Although Spain laid claim to all of Central America in the 16th century, the absence of precious metals, the lack of a large indigenous work force, and the difficult climate and topography kept the Spanish from maintain a physical presence along the Atlantic coast of the isthmus. But for British pirates, the swampy coastal lagoons and rivers were perfect supply and refuge sites; and there were valuable timbers to be harvested.
    In 1655, after capturing Jamaica from Spain, Britain moved into the Atlantic coast to challenge Spain's nominal claim. Based at Providence Island and Cape Gracias a Dios, the British founded settlements along the coast as far north as Belize, the former British Honduras.
    The English colonization of the Atlantic coast was primarily done in two ways: (1) With Indians living along the Miskito Coast of Nicaragua and Honduras, the British traded firearms and metal tools for turtle meat, lumber and fish. They formed alliances with the Miskito Indians, using them as guerilla forces to counter Spanish attempts to regain control. (2) In Belize and in the Bay Islands off the coast of Honduras, they cut logwood and mahogany, grew indigo, sugar and bananas.
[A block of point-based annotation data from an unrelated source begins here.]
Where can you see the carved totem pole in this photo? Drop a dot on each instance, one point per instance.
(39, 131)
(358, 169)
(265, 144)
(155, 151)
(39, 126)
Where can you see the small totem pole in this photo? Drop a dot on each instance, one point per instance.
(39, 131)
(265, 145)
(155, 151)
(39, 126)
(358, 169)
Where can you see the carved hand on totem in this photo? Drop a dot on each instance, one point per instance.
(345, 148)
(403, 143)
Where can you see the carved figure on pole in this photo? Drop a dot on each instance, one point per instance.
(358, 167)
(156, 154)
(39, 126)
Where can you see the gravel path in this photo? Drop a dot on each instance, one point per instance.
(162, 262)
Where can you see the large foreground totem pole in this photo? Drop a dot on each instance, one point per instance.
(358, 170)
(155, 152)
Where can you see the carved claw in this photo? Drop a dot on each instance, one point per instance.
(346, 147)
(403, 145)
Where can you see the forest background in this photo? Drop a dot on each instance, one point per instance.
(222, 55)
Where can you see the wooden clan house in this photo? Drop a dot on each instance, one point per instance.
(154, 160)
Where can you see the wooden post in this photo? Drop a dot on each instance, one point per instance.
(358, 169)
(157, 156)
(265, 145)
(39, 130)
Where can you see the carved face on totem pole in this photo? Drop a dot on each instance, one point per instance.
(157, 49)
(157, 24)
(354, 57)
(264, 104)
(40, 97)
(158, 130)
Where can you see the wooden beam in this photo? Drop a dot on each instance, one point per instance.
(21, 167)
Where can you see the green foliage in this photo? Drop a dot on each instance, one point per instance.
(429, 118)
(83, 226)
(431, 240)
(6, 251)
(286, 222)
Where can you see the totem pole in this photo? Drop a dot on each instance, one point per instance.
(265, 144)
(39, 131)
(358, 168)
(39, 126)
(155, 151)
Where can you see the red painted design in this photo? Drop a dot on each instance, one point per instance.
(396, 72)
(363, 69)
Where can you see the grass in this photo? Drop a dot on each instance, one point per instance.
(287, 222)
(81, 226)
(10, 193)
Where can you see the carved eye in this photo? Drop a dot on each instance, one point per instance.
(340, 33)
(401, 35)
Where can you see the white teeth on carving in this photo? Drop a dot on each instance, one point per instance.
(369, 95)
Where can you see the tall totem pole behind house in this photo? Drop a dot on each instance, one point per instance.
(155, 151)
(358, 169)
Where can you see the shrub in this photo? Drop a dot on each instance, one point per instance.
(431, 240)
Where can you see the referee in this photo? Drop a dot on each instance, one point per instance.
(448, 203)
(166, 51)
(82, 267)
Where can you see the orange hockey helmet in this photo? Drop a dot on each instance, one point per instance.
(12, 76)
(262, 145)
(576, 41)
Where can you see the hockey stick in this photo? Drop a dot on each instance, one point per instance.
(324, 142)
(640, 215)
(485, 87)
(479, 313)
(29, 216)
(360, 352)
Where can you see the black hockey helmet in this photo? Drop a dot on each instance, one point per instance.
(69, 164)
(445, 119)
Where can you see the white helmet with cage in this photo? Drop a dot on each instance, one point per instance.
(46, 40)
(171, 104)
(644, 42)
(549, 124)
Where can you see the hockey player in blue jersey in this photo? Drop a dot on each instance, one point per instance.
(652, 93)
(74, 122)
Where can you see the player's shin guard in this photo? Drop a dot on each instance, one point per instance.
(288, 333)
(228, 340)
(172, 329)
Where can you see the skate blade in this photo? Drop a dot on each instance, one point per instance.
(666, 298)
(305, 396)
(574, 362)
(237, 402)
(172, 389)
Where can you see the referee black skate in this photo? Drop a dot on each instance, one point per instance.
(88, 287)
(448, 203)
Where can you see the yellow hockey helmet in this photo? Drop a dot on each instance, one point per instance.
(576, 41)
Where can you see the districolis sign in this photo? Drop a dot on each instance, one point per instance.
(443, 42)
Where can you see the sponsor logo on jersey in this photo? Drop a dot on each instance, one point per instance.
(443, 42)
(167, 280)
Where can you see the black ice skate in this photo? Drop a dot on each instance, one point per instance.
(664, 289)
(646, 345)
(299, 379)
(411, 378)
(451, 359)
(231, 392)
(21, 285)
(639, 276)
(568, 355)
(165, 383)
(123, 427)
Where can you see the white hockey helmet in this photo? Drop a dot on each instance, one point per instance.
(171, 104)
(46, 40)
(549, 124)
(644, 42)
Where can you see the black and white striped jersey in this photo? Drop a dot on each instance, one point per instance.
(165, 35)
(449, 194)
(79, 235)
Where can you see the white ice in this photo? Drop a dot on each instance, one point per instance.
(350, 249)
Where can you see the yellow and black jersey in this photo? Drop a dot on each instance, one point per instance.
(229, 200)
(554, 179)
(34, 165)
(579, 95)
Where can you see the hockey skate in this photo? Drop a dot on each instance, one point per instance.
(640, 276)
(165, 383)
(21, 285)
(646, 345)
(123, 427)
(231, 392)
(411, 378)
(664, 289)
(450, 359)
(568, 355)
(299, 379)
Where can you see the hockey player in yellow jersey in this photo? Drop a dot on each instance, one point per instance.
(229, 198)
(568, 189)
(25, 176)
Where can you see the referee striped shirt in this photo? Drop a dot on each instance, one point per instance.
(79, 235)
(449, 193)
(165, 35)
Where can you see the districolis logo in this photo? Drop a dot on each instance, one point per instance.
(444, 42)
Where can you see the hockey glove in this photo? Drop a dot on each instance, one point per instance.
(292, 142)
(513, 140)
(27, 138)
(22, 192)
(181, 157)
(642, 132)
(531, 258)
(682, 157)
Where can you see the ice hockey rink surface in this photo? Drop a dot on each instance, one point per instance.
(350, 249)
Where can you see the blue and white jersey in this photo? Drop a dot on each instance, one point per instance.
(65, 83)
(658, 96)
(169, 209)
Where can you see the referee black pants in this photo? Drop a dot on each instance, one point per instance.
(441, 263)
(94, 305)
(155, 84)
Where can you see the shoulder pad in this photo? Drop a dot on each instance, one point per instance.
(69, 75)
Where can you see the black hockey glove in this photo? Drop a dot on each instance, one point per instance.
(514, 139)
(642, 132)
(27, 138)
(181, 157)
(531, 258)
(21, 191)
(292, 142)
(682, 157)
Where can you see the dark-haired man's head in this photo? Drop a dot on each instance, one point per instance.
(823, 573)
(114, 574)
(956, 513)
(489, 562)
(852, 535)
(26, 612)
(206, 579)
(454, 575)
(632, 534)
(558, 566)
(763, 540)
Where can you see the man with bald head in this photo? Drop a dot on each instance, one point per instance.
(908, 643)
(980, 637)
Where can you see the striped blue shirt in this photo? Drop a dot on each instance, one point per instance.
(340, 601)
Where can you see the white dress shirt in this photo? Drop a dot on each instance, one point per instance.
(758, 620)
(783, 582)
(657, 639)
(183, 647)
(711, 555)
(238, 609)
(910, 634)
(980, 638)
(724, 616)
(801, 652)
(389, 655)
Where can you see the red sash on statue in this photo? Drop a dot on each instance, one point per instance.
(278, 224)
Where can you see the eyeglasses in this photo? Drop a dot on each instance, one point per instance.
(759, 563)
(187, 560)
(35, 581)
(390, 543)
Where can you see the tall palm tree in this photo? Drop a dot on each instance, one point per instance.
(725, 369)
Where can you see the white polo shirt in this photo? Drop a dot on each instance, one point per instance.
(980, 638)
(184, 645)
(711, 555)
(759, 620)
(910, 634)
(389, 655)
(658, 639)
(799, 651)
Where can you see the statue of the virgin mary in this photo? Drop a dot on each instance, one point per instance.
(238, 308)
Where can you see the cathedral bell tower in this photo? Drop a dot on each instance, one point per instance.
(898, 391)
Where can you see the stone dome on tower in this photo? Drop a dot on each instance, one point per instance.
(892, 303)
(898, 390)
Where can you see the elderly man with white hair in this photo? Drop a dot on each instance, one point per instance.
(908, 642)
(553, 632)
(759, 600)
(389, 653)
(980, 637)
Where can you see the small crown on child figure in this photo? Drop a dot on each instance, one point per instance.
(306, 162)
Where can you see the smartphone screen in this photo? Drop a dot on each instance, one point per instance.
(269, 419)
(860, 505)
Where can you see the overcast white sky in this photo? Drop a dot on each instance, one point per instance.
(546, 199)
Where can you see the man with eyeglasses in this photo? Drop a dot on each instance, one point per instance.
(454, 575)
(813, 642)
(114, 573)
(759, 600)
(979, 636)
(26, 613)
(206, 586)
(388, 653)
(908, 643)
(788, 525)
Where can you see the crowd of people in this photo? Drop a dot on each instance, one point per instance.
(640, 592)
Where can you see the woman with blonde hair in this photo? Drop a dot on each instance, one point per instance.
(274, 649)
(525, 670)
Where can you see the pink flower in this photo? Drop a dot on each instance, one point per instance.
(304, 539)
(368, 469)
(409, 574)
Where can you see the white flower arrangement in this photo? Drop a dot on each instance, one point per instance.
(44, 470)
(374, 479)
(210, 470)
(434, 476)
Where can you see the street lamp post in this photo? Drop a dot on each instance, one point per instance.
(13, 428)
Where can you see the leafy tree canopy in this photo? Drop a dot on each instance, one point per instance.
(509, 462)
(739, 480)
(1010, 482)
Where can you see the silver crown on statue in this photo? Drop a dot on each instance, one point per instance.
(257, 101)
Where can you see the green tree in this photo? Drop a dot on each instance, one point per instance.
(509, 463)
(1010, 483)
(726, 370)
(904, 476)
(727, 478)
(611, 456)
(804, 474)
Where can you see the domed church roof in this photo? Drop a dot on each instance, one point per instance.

These industries required a large labor force, so the British brought in African slaves captured from the Spanish or purchased in Jamaica. In Belize, slaves accounted for 71% of the population by 1745.
    Throughout the Caribbean, revolts were breaking out and after the success of the Haitian insurrection in 1803, subjugated people in the Greater and Lesser Antilles were given courage to to fight. On St. Vincent, a group known as the "Black Caribs" revolted under the leadership of their chief Chatoyer. The Black Caribs, were a population of slaves intermixed with the native Carib indians who had resisted both French and British rule from the first attempts at colonization and exploitation. The British defeated the uprising and deported the surviving Black Caribs from St. Vincent to the Bay Islands in Honduras.
    The British presence was soon to be challenged by the emerging power to the north, the United States. Then president, James Monroe, warned the European powers against further colonization in the western hemisphere, leaving the way open for future U.S. expansion. In 1848 the California Gold Rush began and and it was profitable for business interests to provide a fast route to the west coast. Overland, covered wagon crossing was slow and dangerous and so the preferred method was around the continent by steamship, requiring a passageway across Central America. One such route was through Panama, and in 1855 the construction of the Panama Railroad was completed. A shorter route lay to the north of Nicaragua, through the San Juan River. However, the mouth of the San Juan river was a British protectorate and England quickly challenged the right of the U.S. to monopolize transit through the area. The issue was temporarily resolved by the Clayto-Bulwer treaty of 1850, in which it was agreed that neither the U.S. nor Britain would unilaterally build a canal through Central America. The treaty also prohibited either side from attempting to occupy or rule any part of the isthmus.
    Until the 1890's when U.S.' interests moved into the Atlantic coast region to begin large scale banana exports, along with with lesser exports of cocoa, sugar and timbre. This began the era of the Banana Republic whose holdings while primarily in Honduras, Costa Rica and Panama extended to Cuba, Jamaica and Puerto Rico.
    The failure and threat of the French attempt to build a canal on what is now the Columbian/Panamanian border, spurred the the U.S. to build one themselves. The French canal was a costly failure, with thousands of death among the West Indian contract laborers who did the digging. These West Indians imported for something akin to indentured slavery, settled in Panama.
    Spanish, French, British and later the U.S. contributed, if not spurred the trans-atlantic migration of African populations enslaved or revolting in the Caribbean. The maintenance of traditional African cult and the adaptation of the indigenous culture created the diffusionism present today.